I awoke on Friday morning of last week, feeling tired from reading too late the night before after retiring early to my room while my friends continued a weeknight bout of revelry. When I arrived in my kitchen, on the whiteboard next to the refrigerator was written a partial stanza that distracted me from the composition of my breakfast:
April is the cruelest month, breeding
Lilacs out of the dead land, mixing
Memory and desire, stirring
Dull roots with spring rain.
Winter kept us warm, covering
Earth in forgetful snow, feeding
A little life with dried tubers.
Beneath these lines, a dashed attribution to T.S. Eliot answered my question as to who had written it; the handwriting also answered my question as to who had written it: my roommate, Brian.
The night before, Brian and I had been discussing the pro climber, Daniel Woods. His Instagram bio simply states “rage & tranquility.”

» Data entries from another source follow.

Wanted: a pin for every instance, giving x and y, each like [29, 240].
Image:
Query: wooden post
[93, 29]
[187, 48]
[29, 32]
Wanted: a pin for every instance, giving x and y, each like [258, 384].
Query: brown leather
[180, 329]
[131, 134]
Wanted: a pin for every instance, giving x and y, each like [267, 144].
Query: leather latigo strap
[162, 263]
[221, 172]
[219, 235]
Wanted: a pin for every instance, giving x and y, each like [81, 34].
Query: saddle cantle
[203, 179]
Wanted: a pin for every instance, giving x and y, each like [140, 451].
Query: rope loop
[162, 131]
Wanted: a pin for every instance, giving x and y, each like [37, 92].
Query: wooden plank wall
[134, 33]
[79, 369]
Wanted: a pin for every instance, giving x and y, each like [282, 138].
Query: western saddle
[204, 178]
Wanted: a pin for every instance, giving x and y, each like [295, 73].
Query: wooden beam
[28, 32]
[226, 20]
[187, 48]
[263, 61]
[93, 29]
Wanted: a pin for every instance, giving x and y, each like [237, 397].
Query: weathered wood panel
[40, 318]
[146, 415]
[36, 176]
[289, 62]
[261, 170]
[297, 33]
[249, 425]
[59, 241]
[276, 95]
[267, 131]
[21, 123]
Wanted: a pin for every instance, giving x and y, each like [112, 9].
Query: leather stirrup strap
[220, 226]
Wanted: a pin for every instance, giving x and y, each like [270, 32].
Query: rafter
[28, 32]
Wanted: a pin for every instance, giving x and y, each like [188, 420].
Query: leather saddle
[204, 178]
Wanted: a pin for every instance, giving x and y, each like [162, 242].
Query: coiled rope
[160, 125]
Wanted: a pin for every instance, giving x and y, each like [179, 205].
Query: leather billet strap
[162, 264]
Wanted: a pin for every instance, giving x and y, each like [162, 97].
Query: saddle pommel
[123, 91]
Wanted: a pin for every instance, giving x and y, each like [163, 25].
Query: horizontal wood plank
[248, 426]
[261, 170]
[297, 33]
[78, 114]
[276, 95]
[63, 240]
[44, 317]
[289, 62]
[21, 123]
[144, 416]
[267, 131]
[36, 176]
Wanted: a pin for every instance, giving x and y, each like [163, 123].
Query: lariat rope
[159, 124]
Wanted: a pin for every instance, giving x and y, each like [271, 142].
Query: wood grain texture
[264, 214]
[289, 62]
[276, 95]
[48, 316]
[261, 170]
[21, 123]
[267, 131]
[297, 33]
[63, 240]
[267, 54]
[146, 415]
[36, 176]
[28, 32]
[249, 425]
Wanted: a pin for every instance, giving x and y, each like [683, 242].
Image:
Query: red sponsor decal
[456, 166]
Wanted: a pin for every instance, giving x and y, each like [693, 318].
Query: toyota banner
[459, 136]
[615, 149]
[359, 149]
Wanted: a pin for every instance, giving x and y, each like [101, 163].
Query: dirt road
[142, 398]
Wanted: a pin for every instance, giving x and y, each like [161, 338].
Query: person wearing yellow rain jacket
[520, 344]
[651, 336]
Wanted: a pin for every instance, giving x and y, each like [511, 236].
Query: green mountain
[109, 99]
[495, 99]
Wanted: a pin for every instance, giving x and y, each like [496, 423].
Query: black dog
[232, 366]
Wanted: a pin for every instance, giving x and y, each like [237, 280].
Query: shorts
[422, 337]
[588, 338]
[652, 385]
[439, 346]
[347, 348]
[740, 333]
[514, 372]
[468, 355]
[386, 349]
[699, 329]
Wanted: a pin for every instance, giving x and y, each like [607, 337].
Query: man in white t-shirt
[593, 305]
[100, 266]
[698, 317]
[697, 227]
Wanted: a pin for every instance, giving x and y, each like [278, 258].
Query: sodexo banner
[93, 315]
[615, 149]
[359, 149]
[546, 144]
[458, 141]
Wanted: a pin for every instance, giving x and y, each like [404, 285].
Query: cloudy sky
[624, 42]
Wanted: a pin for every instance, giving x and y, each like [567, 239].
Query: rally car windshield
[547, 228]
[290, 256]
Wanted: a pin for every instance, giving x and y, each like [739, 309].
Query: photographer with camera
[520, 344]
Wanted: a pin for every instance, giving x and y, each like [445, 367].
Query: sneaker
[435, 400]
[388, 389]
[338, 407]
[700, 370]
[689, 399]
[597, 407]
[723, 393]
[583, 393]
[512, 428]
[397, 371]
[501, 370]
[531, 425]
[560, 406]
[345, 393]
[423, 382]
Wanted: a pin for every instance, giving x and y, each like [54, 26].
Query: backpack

“Black and white; yin and yang; rage and tranquility” we had joked. Something about this Manichean summary of Woods’ climbing style made such intuitive sense in the context of an athlete pushing the limits of what is possible; Woods is one of two people who have proposed a V17 boulder problem and has, over the years, climbed at the leading edge of the hardest known climbs in the world. When you’re at the frontier of the possible, perhaps even leaning out beyond it, your mental game is just as important as your physical conditioning.
In an Instagram post from shortly before his successful climb of Return of the Sleepwalker V17, Woods wrote:
I’m coming up on 3 months of only trying the same shit. Shit starts to mentally add up haha. Why didn’t I go session other lines? Well I told myself if I wanted to climb the hardest shit I’ve tried then complete obsession needs to occur. This line has taken over my life the last 3 months. I don’t sleep at night because of it. I don’t think about anything else in life besides internally feeling my flow on this thing. Figuring out how to speed sections up, when to breathe, when to hold my breath, when to ramp up, when to slow down.
I have quit substances such as alcohol, tobac, weed, and coffee that used to plague my life (though I have no issues with weed haha... but I need full mental clarity atm). Whatever comes out of this process, send or no send, it has been a positive experience. I feel the best I’ve ever felt in life and know what it truly means to fucking push yourself and want something. In the end this is just a fuckin rock I’m trying to get up haha. The self clarity that has been awakened is what gives this experience purpose.
Complete obsession. Speeding up, slowing down. Send or no send. Self clarity and purpose. All or nothing.
Rage and tranquility.
I read the carefully-scribbled lines on the whiteboard again. The almost oxymoronic cruel April and warm Winter are both interesting constructions. “Tubers” is a funny word. But more than anything, I keep rereading the words “mixing memory and desire.”
Memory and desire.
These words recall the duality Brian and I had examined the night before. But these concepts are not opposites, or even natural complements, really. Why has this phrase gotten stuck in my mind?
I’ve experienced numerous change in my life since the start of this year: changes to my job and where I have to physically spend time, some big relocations and life milestones for close friends, some small injuries, and, perhaps most significantly, a painful breakup. These events have definitely triggered sentiments of memory and desire.
Memory implies recall and reflection on the past. Desire, meanwhile, is anticipatory: what do you want in the future? Nostalgia—which could be defined as a desire to relive memory—is a product of the mixing of these ideas. These combined concepts help you to orient yourself in the future, too; memories inform what you desire.
Perhaps there is some second-order duality in this combination after all.
I went climbing with Brian last night. On the drive to the trailhead, I asked him why he had written the opening lines of The Waste Land on the whiteboard last week.
He said that he couldn’t remember what had compelled him to copy it down. We both agreed that we lack the erudition to make sense of the poem itself. Brian said he must have had to read it in school at some point but that he didn’t know the poem well.
“The only part of the poem that I really remembered,” Brian said, “was the opening: ‘April is the cruelest month.’ I don’t know what made me recall that line. I just wanted to write it down.”
After reading a draft of this post, Brian sent me the following message; reproducing it in full felt appropriate.
But these opening lines of The Wasteland, and the epic poem as a whole, appear to probe the universal themes of decay and rebirth — these concepts themselves not so far removed from memory and desire, if one squints the eyes — and particularly this fascinating, nebulous middle ground of their juxtaposition where simple meaning and straightforward answers cannot be found.
Perhaps the poem appeared in the mind (and subsequently, on the whiteboard) in much the same way that tubers pop up unexpectedly after a long winter… Attribute it to memory if you wish, or desire, or some intangible mixing of the two that you can’t quite pin down.
Thanks Brian for the thoughts and the intellectual stimulation.